Investing in education
In the past 12 months, Target Ovarian Cancer has made huge progress in GP education. We have presented at GP training days attracting 6,000 visitors, given out over 600 of our GP toolkits, and had over 250 GPs attend one of our seminar sessions on ovarian cancer.
Ovarian cancer seminars are a fantastic way of updating GP knowledge, it’s the best way for them to consider the nitty gritty of diagnosis, ask burning questions and discuss with their peers and experts the dilemmas they have faced
We have been busy developing our GP toolkit with the addition of two new factsheets. Diagnostic tests for ovarian cancer is full of advice on when and how to use CA125 blood tests and ultrasound tests. The Familial ovarian cancer fact sheet helps GPs navigate often tricky conversations around family history and genetic risk.
Our GP toolkit is packed with resources that help busy GPs update their knowledge of ovarian cancer without even leaving the surgery.
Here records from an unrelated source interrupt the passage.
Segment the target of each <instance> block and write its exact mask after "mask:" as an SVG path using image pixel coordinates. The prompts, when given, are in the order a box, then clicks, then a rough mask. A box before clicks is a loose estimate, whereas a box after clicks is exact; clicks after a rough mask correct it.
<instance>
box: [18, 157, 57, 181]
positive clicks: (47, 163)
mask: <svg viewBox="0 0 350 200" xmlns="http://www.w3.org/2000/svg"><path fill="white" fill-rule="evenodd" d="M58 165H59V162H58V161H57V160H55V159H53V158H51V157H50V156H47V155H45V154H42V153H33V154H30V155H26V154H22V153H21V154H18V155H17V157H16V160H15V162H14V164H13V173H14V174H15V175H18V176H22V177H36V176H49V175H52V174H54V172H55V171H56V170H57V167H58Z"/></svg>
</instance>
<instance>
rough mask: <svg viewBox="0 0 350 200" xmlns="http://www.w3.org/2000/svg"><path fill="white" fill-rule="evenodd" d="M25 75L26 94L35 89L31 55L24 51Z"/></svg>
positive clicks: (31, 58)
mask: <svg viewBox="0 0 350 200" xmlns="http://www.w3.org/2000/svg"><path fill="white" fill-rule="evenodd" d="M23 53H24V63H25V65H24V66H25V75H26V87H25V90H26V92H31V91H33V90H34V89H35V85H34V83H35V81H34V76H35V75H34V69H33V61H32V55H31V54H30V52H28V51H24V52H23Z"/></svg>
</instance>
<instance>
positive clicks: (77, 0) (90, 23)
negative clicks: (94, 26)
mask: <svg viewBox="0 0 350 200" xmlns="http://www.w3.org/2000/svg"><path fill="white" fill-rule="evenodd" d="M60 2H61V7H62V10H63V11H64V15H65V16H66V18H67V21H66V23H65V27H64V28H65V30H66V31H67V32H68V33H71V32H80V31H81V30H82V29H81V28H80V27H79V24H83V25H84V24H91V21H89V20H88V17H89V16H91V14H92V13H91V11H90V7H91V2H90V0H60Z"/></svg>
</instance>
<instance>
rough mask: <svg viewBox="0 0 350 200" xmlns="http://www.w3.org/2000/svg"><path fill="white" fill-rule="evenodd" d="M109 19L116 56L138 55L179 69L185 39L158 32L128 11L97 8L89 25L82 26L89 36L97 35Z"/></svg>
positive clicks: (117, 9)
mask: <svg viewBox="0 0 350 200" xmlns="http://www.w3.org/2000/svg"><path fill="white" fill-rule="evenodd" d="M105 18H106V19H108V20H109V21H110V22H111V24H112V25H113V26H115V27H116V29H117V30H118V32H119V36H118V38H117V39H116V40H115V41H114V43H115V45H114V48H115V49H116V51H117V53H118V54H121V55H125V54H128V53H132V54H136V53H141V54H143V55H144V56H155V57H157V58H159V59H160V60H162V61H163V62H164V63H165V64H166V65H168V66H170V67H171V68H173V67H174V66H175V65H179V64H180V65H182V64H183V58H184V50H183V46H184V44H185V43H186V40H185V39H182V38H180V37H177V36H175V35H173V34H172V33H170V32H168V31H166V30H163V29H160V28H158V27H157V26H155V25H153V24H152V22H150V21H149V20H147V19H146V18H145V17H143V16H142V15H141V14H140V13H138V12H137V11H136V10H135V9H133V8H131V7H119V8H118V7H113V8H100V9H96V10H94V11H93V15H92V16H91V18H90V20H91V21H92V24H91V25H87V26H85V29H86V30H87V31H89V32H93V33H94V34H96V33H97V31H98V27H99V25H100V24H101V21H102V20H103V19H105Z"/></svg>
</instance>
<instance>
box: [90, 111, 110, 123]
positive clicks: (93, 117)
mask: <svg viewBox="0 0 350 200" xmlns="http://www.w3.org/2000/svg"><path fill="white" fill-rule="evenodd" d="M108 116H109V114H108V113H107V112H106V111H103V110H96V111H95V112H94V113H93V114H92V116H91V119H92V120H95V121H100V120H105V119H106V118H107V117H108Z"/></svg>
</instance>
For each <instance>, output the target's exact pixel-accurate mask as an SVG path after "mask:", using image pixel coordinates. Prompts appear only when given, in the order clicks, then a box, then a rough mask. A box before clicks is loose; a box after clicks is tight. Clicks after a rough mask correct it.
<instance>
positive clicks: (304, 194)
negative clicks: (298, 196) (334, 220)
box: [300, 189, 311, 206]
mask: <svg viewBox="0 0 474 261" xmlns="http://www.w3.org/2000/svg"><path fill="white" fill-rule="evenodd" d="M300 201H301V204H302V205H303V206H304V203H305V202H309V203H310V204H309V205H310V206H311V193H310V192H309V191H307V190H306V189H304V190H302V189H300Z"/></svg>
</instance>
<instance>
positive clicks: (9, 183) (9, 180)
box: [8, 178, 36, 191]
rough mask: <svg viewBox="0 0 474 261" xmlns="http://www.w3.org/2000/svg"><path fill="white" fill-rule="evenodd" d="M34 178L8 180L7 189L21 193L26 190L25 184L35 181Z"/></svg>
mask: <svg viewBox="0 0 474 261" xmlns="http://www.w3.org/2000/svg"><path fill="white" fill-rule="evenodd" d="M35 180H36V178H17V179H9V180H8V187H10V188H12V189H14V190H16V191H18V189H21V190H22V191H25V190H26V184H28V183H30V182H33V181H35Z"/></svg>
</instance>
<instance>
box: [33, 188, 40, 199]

They can learn about symptoms, how to use CA125 blood tests and ultrasound tests, and when to refer patients to genetic services
It’s been busy but it’s certainly not the work of one person. We rely on the support of volunteers willing to give their time and expertise to change the experience for both GPs and women, like Dr Vicki Barber, a GP from Northamptonshire.
Dr Barber has experienced first-hand the challenges of diagnosing ovarian cancer in a 10-minute GP appointment slot. But she has plenty of hints and tips for her fellow GPs which she shares during our ovarian cancer seminar sessions. “Do not diagnose new IBS in women over 50. You will be wrong. Think ovarian cancer instead”, says Dr Barber. Her insights and expertise have been invaluable in helping us shape the content of our new GP factsheets.
Pauline knows only too well how it feels to have a delayed ovarian cancer diagnosis. Despite having symptoms including bloating and change in bowel habit, two GPs misdiagnosed her with a bowel blockage. Pauline’s symptoms became so unbearable she was rushed to her local A&E where her tumour was detected. Had Pauline’s GPs been more knowledgeable, her ovarian cancer could have been diagnosed earlier.
Unfortunately, Pauline’s story is far from unusual and every year 27 per cent of women are diagnosed with ovarian cancer in A&E. Pauline was lucky to be able to undergo treatment including chemotherapy and surgery. Not all women have this life-saving chance, and one in five are too ill to even receive treatment. Diagnosing ovarian cancer just a few weeks earlier could make a huge difference to a woman’s treatment options.
Since her diagnosis, Pauline has been proactive in taking steps to ensure the future is brighter for women with ovarian cancer. She has become a valued and involved volunteer, giving up her time to prepare all the materials and hundreds of GP toolkit bags we take to GP training days.
We are also extremely grateful to Dr Barber for taking time from her busy practice to share her knowledge and support her fellow GPs. Expanding and building on our GP education work is a top priority. Together we can make sure women are diagnosed at the earliest possible stage.